The graph clearly shows that smokers has greater medical charges compared to non-smokers.

Medical Charges With Age, BMI and Children in The Category of Smokers

for (col in c('age', 'bmi', 'children')) {
  scplot <- ggplot(train, aes(x = !!sym(col), y = charges, group = smoker, fill = smoker, colour = smoker)) +
    geom_jitter() +
    geom_smooth(method = 'lm', se = FALSE, linewidth = .8) + 
    ggtitle(glue::glue("Medical Charges by {col} in Smoker Category")) +
    
    theme(plot.title = element_text(color = "navy", hjust = 0.5, size = 20),
          axis.title.x = element_text(size = 15),
          axis.title.y = element_text(size = 15),
          axis.text.x = element_text(size = 12),
          axis.text.y = element_text(size = 12),
          legend.title = element_blank(),
          legend.text = element_text(size = 12))
  
  print(scplot)
}

From the above plots we can see that medical charge of smokers are always higher than non-smokers irrespective to their age, BMI and number of children they have. And there is a positive trend showing that medical charges increases as age and BMI increases.

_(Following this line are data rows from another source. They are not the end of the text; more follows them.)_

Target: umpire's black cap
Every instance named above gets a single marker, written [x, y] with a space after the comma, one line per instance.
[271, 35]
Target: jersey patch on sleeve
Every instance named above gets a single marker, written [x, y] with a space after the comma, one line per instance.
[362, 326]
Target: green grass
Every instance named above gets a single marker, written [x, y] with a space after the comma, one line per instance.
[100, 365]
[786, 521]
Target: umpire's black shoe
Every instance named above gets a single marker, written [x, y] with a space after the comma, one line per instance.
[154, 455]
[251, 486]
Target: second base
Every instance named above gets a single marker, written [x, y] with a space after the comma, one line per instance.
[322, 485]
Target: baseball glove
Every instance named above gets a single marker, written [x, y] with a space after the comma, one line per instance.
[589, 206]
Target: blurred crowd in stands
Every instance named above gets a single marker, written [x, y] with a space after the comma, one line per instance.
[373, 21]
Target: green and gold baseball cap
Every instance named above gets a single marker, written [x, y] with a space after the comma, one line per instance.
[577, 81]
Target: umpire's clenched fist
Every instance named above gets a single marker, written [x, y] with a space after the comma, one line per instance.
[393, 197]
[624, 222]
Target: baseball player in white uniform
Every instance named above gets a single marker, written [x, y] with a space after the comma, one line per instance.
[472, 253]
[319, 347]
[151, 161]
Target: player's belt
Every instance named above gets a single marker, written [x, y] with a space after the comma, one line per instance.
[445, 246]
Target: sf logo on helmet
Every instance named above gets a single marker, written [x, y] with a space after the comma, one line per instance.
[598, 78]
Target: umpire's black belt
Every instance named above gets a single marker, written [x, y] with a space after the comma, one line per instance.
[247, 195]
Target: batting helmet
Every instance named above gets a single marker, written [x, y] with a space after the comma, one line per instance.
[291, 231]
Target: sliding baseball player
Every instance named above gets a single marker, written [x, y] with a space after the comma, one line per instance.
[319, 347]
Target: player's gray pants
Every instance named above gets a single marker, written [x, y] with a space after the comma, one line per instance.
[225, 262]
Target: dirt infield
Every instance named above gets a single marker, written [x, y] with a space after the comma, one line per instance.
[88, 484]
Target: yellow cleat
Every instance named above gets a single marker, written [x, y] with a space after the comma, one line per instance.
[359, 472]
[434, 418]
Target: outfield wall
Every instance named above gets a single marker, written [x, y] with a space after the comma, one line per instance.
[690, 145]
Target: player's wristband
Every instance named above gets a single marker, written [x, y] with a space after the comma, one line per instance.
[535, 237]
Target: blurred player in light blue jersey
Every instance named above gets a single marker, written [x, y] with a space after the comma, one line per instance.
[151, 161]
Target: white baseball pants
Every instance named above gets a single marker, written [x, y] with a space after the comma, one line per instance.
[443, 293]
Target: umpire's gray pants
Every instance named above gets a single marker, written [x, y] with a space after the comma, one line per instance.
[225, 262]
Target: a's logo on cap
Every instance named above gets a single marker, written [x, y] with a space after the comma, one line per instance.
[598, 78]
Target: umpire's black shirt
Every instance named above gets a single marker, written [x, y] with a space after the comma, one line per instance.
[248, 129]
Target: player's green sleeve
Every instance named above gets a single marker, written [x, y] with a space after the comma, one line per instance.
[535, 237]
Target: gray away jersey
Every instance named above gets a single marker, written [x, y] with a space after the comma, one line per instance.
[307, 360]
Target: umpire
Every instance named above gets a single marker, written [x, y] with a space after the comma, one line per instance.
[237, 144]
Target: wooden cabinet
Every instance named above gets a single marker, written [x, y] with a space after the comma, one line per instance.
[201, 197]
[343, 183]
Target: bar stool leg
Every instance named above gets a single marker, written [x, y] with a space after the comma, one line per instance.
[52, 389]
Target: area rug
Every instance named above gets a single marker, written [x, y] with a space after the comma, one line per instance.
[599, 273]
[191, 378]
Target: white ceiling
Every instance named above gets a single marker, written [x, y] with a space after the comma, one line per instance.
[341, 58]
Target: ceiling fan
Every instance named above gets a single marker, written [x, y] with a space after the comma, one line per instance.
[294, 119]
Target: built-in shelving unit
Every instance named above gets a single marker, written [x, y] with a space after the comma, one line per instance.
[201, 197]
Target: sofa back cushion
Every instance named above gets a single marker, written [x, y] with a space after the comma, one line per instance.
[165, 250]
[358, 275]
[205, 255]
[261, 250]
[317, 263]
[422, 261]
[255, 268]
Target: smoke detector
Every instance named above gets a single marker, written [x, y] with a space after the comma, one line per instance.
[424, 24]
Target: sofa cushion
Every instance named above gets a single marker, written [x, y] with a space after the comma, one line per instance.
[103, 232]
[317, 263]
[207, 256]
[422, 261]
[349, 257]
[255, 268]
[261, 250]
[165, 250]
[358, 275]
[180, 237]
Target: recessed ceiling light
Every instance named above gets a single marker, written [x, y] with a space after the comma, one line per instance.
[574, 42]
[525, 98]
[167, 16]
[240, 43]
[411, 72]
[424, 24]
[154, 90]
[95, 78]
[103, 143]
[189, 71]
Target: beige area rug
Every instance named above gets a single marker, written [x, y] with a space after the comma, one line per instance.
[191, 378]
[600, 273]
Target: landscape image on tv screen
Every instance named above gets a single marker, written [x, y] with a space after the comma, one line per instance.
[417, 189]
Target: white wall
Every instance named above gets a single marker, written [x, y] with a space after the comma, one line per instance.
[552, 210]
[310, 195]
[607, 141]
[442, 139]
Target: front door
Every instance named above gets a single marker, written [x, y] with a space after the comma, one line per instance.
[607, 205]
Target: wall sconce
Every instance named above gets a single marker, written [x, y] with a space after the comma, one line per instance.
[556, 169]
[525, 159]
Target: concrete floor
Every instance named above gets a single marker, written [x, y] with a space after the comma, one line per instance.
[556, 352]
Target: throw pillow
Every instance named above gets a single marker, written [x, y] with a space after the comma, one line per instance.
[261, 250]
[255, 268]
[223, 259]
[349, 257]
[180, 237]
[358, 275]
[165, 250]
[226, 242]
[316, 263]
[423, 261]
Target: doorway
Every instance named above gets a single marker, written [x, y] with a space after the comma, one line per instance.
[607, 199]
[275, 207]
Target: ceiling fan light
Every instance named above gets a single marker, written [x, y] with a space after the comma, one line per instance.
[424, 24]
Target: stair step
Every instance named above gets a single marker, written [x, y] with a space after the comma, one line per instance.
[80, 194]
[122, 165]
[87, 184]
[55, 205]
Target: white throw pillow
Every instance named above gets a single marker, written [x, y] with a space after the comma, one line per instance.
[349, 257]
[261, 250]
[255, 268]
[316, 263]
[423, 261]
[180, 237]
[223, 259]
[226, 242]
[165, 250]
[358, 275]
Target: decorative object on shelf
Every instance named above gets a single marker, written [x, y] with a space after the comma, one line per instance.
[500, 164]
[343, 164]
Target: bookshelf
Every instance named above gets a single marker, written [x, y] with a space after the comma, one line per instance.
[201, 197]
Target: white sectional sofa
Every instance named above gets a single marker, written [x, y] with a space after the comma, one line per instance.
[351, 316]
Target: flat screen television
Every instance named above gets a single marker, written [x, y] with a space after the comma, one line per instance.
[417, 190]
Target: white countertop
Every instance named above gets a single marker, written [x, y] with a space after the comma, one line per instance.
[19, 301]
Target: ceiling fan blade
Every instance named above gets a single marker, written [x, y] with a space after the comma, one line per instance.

However, there is no significant uptrend in medical charges between smokers and non-smokers who have children. But, people with more children tends to smoke less.

Correlation Heat Map

ggcorr(train %>% mutate_if(is.factor, as.numeric), label = TRUE)

The Correlation map illustrated above shows significant correlation between smoker and charges . The relationship between other features are not as significant as these two features. However, After smoker, there is some degree of correlation between age and charges.

Linear Regression Analysis

Step 01: Exploring The Models

train_mod <- lm(charges ~ ., data = train)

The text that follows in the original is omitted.